What is the effect of vibration on wine.
Vibration is not a big deal for wines stored in short-term storage, but you should avoid it if you plan to keep them for many years. Vibration prevents sediment from settling in one place. Decanting an old wine is done to remove the residue. If the wine is shaken and the deposit is over, you can’t decant it. The sediment is not harmful, but it is unpleasant. It is like coffee grounds, which are harmless, but have a rough texture.
Short-term Wine Storage.
The majority of wine that you purchase will require short-term storage. Most wine is consumed in 5 hours and does not require storage! Short-term storage means less than six months.
The most common mistake is that people should refrain from holding onto wine for too long. Some wines are not meant to be aged. In the last decade, winemakers have begun to make their wines more drinkable to be consumed sooner than ten years.
Long-term wine storage.
You only need to worry about space if you are a Burgundy collector. After all, you are likely saving these wines for a special event. You will be rewarded if you do it correctly (see below).
The top of the fridge.
The worst place to keep wine is the top of your fridge. You can’t imagine the look on my face as I scroll Zillow, daydreaming about busy kitchens with a wine rack above the refrigerator! AAAAH! NO! The top of the fridge is boiling and vibrates. Three strikes and the fridge is out.
Unopened wine can be kept in the refrigerator for up to one month. Keep wine in the fridge for too long; it will get too cold, dry, and smelly. I’m not too concerned about the temperature. Too dry can be a problem. Lack of humidity can shrink the cork, allowing oxygen to enter the bottle.
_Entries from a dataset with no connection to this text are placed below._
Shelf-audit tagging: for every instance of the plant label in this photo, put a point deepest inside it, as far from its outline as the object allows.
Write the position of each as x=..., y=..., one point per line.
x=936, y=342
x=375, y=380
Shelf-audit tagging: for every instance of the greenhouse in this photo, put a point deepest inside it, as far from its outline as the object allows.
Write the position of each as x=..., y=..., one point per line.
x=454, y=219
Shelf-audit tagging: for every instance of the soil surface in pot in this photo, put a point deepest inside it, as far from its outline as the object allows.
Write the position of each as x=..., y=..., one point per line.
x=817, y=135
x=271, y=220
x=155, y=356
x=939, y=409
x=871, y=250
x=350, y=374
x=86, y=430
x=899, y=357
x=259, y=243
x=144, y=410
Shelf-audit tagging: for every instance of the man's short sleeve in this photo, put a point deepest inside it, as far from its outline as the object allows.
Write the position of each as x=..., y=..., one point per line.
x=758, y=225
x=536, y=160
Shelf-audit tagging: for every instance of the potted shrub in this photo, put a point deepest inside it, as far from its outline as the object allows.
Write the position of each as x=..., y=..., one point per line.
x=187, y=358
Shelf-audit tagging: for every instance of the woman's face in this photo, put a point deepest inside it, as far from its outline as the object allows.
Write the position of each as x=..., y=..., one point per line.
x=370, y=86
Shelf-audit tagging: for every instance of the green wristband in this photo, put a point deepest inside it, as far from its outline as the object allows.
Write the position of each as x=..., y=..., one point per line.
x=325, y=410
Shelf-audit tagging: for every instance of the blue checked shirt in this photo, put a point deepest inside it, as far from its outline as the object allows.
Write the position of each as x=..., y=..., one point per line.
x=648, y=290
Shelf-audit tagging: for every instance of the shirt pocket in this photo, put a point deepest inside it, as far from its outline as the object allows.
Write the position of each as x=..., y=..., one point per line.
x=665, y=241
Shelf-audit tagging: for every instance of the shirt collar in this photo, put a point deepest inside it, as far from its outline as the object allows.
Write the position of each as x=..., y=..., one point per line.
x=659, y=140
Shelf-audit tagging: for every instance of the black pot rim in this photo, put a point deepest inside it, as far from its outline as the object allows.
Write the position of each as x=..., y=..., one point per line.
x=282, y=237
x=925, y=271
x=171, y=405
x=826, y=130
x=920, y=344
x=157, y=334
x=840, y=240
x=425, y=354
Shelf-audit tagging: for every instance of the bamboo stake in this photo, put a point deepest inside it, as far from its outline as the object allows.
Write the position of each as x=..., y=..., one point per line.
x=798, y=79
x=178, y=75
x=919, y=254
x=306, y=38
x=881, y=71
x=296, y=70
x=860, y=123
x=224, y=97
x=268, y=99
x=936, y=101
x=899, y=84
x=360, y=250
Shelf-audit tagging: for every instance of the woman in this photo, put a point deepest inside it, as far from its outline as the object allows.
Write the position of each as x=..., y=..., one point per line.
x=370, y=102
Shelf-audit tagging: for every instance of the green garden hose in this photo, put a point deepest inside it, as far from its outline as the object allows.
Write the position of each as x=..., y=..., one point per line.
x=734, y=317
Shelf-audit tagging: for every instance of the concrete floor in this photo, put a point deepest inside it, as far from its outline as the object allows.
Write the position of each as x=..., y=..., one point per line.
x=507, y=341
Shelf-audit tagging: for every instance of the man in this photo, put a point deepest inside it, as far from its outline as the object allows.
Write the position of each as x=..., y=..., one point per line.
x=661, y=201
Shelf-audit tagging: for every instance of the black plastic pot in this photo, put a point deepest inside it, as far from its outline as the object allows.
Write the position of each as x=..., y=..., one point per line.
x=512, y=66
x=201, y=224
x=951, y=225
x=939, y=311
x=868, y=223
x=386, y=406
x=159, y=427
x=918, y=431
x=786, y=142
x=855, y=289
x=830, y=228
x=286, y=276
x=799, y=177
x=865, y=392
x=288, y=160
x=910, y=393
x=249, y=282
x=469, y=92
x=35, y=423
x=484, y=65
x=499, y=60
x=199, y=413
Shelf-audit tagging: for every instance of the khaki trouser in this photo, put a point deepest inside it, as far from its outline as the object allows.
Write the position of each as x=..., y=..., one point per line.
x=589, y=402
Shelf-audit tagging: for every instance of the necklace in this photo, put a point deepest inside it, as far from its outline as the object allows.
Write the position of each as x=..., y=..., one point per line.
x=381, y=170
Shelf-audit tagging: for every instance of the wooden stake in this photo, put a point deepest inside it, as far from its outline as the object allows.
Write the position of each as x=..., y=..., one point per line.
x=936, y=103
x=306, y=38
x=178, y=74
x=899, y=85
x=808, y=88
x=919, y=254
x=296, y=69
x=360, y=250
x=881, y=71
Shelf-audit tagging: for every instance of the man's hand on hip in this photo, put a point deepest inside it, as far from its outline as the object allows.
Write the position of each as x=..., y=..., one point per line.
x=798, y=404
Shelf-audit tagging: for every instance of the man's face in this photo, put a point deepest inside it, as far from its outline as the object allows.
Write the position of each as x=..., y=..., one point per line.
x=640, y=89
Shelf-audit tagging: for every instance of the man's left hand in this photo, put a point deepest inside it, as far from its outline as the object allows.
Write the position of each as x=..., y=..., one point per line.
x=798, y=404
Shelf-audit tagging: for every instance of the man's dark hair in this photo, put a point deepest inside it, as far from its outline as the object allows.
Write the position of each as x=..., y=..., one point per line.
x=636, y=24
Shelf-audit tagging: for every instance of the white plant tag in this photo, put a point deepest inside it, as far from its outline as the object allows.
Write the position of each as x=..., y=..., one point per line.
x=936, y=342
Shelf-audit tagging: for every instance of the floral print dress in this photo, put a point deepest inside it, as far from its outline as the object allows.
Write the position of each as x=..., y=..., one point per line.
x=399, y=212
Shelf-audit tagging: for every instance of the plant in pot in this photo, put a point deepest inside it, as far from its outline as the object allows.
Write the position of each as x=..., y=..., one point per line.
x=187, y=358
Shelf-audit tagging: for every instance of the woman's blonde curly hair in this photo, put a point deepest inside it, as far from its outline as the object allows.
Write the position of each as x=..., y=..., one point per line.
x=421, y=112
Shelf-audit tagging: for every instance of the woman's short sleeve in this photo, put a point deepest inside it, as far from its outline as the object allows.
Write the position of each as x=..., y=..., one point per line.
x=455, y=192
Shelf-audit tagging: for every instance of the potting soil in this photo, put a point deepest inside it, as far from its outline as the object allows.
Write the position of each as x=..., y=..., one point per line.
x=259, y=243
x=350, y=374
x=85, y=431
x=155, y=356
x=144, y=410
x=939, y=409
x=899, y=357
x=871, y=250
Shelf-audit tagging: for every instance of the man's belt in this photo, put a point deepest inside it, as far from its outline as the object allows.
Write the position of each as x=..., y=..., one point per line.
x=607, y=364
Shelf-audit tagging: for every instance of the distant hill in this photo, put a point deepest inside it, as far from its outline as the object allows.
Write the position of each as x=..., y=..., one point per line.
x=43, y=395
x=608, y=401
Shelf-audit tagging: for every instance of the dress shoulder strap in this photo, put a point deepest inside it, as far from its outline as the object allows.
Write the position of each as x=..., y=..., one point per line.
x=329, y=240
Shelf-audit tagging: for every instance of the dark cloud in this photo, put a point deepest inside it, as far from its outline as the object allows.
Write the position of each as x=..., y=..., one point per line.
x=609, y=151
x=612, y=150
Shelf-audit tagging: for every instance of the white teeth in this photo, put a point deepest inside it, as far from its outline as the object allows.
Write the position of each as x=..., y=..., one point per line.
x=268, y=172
The smell of blue cheese and cabbage in your fridge will also be released. The best place to store leftover wine is in the refrigerator.
Near the oven.
Do you want to cook wine? You didn’t think so. The heat will ruin the wine. The temperature fluctuations in the kitchen can ruin wine even if the cabinet is far from the oven.
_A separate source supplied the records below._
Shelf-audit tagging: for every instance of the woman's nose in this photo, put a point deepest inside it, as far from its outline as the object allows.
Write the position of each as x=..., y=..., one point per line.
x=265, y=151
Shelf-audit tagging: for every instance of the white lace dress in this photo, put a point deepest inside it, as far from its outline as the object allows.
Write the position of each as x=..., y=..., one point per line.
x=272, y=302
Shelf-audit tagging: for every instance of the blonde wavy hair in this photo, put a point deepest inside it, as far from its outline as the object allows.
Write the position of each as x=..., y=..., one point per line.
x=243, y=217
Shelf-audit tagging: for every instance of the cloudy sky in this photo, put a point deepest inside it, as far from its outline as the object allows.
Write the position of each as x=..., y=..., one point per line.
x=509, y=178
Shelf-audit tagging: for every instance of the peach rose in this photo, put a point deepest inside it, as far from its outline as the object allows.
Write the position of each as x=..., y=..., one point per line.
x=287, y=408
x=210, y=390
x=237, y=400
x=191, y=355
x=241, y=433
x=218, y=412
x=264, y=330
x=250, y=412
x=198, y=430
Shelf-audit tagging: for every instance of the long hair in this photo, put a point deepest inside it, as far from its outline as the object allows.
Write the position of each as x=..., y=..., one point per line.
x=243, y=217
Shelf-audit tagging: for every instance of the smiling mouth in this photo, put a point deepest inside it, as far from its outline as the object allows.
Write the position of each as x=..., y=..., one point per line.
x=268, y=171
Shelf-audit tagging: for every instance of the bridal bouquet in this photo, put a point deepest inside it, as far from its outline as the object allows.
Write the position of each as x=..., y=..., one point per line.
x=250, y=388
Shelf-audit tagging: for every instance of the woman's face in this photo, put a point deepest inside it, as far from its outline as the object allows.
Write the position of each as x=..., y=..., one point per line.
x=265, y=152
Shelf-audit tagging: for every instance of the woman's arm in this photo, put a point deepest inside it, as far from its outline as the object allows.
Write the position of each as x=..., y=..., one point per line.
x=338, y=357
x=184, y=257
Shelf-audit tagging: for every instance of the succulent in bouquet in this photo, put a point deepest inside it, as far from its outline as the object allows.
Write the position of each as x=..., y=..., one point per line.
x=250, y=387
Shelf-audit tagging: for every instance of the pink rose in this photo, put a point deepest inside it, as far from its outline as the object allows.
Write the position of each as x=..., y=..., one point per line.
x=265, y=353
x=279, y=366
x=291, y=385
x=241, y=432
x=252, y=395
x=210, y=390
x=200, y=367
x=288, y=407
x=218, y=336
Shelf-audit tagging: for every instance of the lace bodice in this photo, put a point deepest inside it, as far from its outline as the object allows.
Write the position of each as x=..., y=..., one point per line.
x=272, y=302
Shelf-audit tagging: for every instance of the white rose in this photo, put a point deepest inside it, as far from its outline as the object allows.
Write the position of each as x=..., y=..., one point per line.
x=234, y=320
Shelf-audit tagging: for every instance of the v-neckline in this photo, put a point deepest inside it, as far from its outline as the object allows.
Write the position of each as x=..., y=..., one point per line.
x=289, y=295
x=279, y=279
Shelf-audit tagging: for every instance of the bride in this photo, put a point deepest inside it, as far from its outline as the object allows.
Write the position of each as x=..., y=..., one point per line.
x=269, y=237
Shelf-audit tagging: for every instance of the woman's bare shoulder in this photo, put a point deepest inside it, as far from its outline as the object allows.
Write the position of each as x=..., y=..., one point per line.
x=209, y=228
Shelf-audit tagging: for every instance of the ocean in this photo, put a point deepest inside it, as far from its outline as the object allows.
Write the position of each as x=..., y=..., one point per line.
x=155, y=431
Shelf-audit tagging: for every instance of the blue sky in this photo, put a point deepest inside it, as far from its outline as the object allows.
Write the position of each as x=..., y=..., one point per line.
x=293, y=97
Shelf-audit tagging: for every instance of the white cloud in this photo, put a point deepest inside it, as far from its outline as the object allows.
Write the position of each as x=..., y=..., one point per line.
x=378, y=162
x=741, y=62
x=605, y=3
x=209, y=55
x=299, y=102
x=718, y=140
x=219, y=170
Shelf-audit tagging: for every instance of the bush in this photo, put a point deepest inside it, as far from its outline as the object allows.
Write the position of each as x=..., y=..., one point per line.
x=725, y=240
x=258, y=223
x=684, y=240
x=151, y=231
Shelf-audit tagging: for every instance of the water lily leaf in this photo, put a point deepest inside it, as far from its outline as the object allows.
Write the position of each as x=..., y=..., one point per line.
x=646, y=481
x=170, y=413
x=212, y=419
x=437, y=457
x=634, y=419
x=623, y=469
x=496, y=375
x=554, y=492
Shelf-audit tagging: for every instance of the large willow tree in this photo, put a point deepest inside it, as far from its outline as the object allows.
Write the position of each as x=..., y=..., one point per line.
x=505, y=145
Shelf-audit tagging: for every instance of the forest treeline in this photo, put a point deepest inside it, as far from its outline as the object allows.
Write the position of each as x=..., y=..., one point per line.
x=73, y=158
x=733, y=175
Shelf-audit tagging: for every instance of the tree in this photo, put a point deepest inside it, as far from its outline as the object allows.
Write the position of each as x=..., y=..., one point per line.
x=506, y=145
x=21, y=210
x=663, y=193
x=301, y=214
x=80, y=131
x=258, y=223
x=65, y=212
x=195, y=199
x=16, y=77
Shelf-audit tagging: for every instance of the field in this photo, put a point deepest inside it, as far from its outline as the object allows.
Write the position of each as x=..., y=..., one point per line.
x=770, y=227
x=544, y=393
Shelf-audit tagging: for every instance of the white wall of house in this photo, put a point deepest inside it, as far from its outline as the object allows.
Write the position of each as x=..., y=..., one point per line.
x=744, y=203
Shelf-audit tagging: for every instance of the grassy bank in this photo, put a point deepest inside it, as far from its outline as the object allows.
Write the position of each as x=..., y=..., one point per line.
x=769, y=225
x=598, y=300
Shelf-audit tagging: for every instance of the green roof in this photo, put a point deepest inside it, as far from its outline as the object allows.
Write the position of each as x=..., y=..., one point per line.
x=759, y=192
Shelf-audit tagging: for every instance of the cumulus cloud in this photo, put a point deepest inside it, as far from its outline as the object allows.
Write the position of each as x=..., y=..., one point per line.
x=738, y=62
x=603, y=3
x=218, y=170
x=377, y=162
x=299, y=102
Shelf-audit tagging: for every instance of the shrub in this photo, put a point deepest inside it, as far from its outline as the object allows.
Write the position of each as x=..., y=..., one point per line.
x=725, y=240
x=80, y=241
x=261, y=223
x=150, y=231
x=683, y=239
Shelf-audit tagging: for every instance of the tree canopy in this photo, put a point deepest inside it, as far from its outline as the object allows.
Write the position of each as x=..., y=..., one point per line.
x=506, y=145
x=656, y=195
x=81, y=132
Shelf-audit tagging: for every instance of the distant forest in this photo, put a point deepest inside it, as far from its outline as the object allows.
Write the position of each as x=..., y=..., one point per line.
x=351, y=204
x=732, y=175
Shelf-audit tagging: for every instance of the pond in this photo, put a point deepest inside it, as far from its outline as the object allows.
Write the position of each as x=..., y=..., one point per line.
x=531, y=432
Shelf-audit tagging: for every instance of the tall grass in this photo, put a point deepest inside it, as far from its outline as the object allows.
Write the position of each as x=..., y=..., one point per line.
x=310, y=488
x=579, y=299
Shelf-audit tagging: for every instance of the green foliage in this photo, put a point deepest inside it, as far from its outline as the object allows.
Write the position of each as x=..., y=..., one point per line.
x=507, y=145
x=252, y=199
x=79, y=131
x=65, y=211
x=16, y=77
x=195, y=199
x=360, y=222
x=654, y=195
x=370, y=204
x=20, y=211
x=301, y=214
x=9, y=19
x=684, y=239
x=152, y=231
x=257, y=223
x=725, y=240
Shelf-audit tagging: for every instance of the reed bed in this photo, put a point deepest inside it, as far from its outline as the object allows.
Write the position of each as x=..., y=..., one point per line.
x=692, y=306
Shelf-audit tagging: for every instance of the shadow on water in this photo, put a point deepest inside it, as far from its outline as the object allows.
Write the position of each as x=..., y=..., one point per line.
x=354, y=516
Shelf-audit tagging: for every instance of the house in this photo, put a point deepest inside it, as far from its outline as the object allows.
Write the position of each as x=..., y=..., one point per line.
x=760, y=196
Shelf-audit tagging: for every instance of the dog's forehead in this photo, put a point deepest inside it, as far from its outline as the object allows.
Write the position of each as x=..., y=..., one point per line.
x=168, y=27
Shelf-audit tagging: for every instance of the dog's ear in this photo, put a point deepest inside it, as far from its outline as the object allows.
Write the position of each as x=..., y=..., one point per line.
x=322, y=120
Do you see a pattern here? Kitchens are usually the warmest rooms in the home. Even though we want to show off our wine bottles on the counter or in a wine rack, this exposes them to heat and light.
Near a window.
Wine is not a fan of direct sunlight. Wine is often stored in dark glass bottles to reduce UV light. Only a few hours of sunshine can ruin your wine. Even overhead lighting can be too much after a few weeks.
Near a radiator.
Just now, I realized that there is a bottle of wine on the kitchen radiator. Whoops! You must do as I tell you and not as I am. In my defense, I intend to consume most of the wine over the next two weeks. The heat is again the problem.